SCLESSIN En 24 heures, le Standard est passé d'une immense désillusion à une déception plus relative. Vu la défaite d'Anderlecht à Westerlo, la victoire du Brussels n'a finalement pas coûté si cher que cela aux Liégeois.

«Il n'y a pas de match facile: c'est vrai pour nous et pour Anderlecht», réagissait Dominique D'Onofrio hier soir après avoir regardé le match du Sporting. «Si une équipe mérite de gagner, c'est Westerlo. Le Standard est toujours leader mais il ne faut pas se focaliser là-dessus. On a vu ce que ça a donné au Brussels. Mais c'est bien d'être en tête pour recevoir Anderlecht. Si on assume.»

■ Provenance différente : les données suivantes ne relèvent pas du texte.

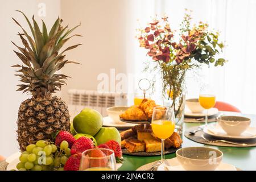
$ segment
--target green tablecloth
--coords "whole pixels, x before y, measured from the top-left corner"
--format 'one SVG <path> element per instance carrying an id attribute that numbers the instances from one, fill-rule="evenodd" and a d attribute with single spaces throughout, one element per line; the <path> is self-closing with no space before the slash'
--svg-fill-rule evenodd
<path id="1" fill-rule="evenodd" d="M 251 126 L 256 127 L 256 115 L 243 114 L 238 113 L 223 112 L 225 115 L 242 115 L 251 120 Z M 193 126 L 202 123 L 184 123 L 183 131 Z M 183 133 L 184 133 L 183 131 Z M 204 146 L 204 144 L 192 141 L 182 136 L 183 143 L 182 147 L 192 146 Z M 256 147 L 224 147 L 210 146 L 221 150 L 224 154 L 223 162 L 232 164 L 242 170 L 256 170 Z M 175 154 L 166 155 L 166 159 L 171 159 L 176 156 Z M 119 170 L 133 171 L 147 163 L 159 160 L 160 156 L 134 156 L 123 155 L 125 162 Z"/>

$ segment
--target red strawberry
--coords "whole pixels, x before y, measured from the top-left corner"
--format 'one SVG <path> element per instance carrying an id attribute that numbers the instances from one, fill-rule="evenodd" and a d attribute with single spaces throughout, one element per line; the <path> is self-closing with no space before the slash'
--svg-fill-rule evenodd
<path id="1" fill-rule="evenodd" d="M 101 150 L 97 148 L 94 148 L 88 153 L 90 157 L 94 158 L 90 160 L 90 167 L 106 166 L 108 159 L 103 158 L 106 156 L 106 155 Z"/>
<path id="2" fill-rule="evenodd" d="M 81 155 L 74 154 L 68 158 L 65 164 L 64 171 L 78 171 L 80 165 Z"/>
<path id="3" fill-rule="evenodd" d="M 115 153 L 115 156 L 118 158 L 122 158 L 123 155 L 122 149 L 119 143 L 115 140 L 109 140 L 105 143 L 109 148 L 113 150 Z"/>
<path id="4" fill-rule="evenodd" d="M 97 147 L 109 149 L 109 146 L 106 144 L 105 144 L 105 143 L 101 144 L 100 145 L 98 146 L 98 147 Z"/>
<path id="5" fill-rule="evenodd" d="M 98 147 L 98 148 L 101 148 L 110 149 L 110 148 L 109 148 L 109 146 L 107 146 L 107 145 L 106 145 L 106 144 L 105 144 L 105 143 L 101 144 L 100 145 L 98 146 L 98 147 Z M 112 152 L 110 152 L 110 151 L 108 151 L 108 150 L 102 150 L 102 151 L 104 152 L 104 154 L 106 154 L 106 155 L 110 155 L 111 154 L 112 154 Z"/>
<path id="6" fill-rule="evenodd" d="M 62 141 L 66 140 L 68 143 L 68 147 L 71 148 L 74 142 L 76 141 L 76 139 L 73 135 L 68 131 L 60 131 L 57 134 L 55 138 L 55 145 L 60 146 L 60 143 Z"/>
<path id="7" fill-rule="evenodd" d="M 85 150 L 92 148 L 93 142 L 89 138 L 82 136 L 75 142 L 71 147 L 71 155 L 74 154 L 82 153 Z"/>

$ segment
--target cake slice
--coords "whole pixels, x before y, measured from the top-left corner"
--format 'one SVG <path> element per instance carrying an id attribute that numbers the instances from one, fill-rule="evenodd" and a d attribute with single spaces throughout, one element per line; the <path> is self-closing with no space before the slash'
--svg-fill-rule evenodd
<path id="1" fill-rule="evenodd" d="M 154 136 L 151 135 L 152 130 L 138 130 L 137 131 L 137 138 L 141 142 L 143 142 L 144 139 L 154 139 Z"/>
<path id="2" fill-rule="evenodd" d="M 137 139 L 129 138 L 126 139 L 125 148 L 130 152 L 144 152 L 145 151 L 145 143 Z"/>
<path id="3" fill-rule="evenodd" d="M 131 129 L 120 133 L 120 136 L 122 140 L 128 138 L 130 136 L 136 135 L 137 133 L 134 132 Z"/>
<path id="4" fill-rule="evenodd" d="M 144 139 L 146 152 L 155 152 L 161 151 L 161 142 L 155 139 Z"/>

Le déplacement de samedi a tout de même laissé des séquelles dans les rangs liégeois. Outre les trois points, les Rouches ont aussi perdu des joueurs clés pour le match au sommet de samedi. Déjà privé d'Onyewu, le coach devra se passer de Negouai et de Tchite, suspendus: «J'ai encore une semaine pour trouver des solutions. Il faut relever la tête et penser au match suivant.»

Ce que certains semblaient déjà faire samedi... «Certains avaient la tête ailleurs. Nous avons fait un débriefing oral ce dimanche. Les joueurs sont conscients qu'ils sont passés à travers. Il nous a manqué trop de choses. Et surtout du caractère. Tout part de là.»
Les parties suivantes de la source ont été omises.